ばいばい、津崎。
剛の家も瓦屋根の平屋建てだった。縁側には日除けのすだれが垂れ下げてあり、風鈴の音が心地よく鳴っている。
剛の自宅までの道のりを聞く過程で、美貴が電話をした時に『着いたら勝手に上がっていいよ。俺の部屋、廊下の突き当たりだから』と言っていたらしいので、私たちはインターホンを押さずにお邪魔した。
部屋のドアを開けると、そこには哲平しかいなかった。
「あれ、剛は?」
美貴がビニール袋をテーブルに置きながら言う。
「健太のこと迎えにいったよ」
課題をみんなでやろうと提案したのは美貴だけど、それなら津崎も誘おうと言ったのは剛。
無理やりでも引っ張ってくると意気込んでいたけれど、剛じゃ完全に力負けしそうな予感しかしない。

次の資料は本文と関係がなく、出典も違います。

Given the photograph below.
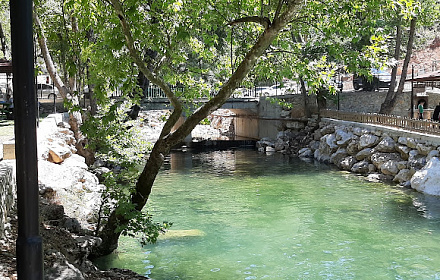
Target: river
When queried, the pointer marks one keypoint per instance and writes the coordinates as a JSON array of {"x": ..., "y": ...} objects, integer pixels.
[{"x": 240, "y": 214}]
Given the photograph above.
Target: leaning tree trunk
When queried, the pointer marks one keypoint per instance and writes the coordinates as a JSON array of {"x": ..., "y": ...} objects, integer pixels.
[
  {"x": 74, "y": 119},
  {"x": 144, "y": 185},
  {"x": 388, "y": 105}
]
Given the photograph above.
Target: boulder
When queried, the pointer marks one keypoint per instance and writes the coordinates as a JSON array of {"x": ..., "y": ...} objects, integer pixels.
[
  {"x": 348, "y": 162},
  {"x": 389, "y": 168},
  {"x": 353, "y": 147},
  {"x": 410, "y": 142},
  {"x": 431, "y": 154},
  {"x": 362, "y": 167},
  {"x": 368, "y": 141},
  {"x": 386, "y": 145},
  {"x": 343, "y": 137},
  {"x": 403, "y": 176},
  {"x": 403, "y": 151},
  {"x": 329, "y": 129},
  {"x": 338, "y": 156},
  {"x": 364, "y": 154},
  {"x": 305, "y": 153},
  {"x": 424, "y": 149},
  {"x": 379, "y": 177},
  {"x": 378, "y": 159},
  {"x": 427, "y": 180},
  {"x": 416, "y": 161}
]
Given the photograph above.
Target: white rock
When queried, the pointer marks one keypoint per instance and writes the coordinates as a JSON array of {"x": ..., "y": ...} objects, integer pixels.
[
  {"x": 368, "y": 141},
  {"x": 431, "y": 154},
  {"x": 427, "y": 180},
  {"x": 386, "y": 145}
]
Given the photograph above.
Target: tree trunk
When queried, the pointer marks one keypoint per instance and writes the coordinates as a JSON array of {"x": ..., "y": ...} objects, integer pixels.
[
  {"x": 390, "y": 101},
  {"x": 305, "y": 96},
  {"x": 386, "y": 106},
  {"x": 167, "y": 139},
  {"x": 3, "y": 41},
  {"x": 74, "y": 120}
]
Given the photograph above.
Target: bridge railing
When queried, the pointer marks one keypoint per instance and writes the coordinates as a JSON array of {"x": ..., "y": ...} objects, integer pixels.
[
  {"x": 154, "y": 92},
  {"x": 423, "y": 126}
]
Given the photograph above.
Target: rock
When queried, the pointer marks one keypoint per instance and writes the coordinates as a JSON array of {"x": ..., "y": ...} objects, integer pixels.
[
  {"x": 364, "y": 154},
  {"x": 424, "y": 149},
  {"x": 431, "y": 154},
  {"x": 389, "y": 168},
  {"x": 403, "y": 151},
  {"x": 427, "y": 180},
  {"x": 368, "y": 141},
  {"x": 348, "y": 162},
  {"x": 72, "y": 225},
  {"x": 361, "y": 167},
  {"x": 329, "y": 129},
  {"x": 53, "y": 212},
  {"x": 270, "y": 149},
  {"x": 378, "y": 159},
  {"x": 416, "y": 161},
  {"x": 280, "y": 145},
  {"x": 343, "y": 137},
  {"x": 353, "y": 148},
  {"x": 386, "y": 145},
  {"x": 57, "y": 154},
  {"x": 305, "y": 153},
  {"x": 321, "y": 157},
  {"x": 314, "y": 145},
  {"x": 338, "y": 156},
  {"x": 63, "y": 270},
  {"x": 379, "y": 177},
  {"x": 75, "y": 161},
  {"x": 410, "y": 142},
  {"x": 403, "y": 176}
]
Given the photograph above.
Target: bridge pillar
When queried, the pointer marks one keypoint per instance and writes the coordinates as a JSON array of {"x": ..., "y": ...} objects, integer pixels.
[{"x": 181, "y": 120}]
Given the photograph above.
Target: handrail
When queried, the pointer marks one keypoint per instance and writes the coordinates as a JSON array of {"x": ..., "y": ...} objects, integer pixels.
[{"x": 423, "y": 126}]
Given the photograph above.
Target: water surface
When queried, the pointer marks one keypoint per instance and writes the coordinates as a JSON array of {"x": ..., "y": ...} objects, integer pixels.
[{"x": 257, "y": 216}]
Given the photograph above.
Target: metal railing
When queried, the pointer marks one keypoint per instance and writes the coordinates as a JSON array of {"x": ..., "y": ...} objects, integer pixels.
[{"x": 423, "y": 126}]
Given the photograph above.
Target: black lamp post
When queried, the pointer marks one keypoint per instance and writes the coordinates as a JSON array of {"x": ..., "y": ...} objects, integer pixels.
[{"x": 29, "y": 243}]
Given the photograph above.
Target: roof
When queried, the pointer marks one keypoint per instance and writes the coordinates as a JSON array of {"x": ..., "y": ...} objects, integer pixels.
[{"x": 427, "y": 77}]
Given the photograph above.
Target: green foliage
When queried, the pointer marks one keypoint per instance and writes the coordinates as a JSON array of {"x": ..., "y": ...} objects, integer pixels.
[
  {"x": 117, "y": 196},
  {"x": 205, "y": 121}
]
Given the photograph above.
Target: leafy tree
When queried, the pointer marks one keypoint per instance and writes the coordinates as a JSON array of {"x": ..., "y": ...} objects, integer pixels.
[
  {"x": 414, "y": 14},
  {"x": 183, "y": 32},
  {"x": 208, "y": 48}
]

大丈夫かな……と、心配しつつ私もビニール袋と背負っていたリュックを下ろした。
「ごめん。買いもの任せちゃって。重くなかった?」
私が思わず「よいしょっと」なんて、声を出してしまったから哲平に気を遣わせてしまったようだ。
「平気だよ。ペットボトルも550mlしか売ってなかったし、重くなるものは買ってきてないからさ」
「お金払うよ。いくら?」
「えっと、レシートは美貴が……」
ふと、美貴のほうを見ると、なぜかニヤニヤしながら私たちのことを見ていた。そしてそのまま剛の許可なしにベッドを椅子代わりにして、キュロットスカートから伸びる長い足を交差させる。
「哲平って、皐月に優しいよね」
なんだかものすごく他意があるような言い方。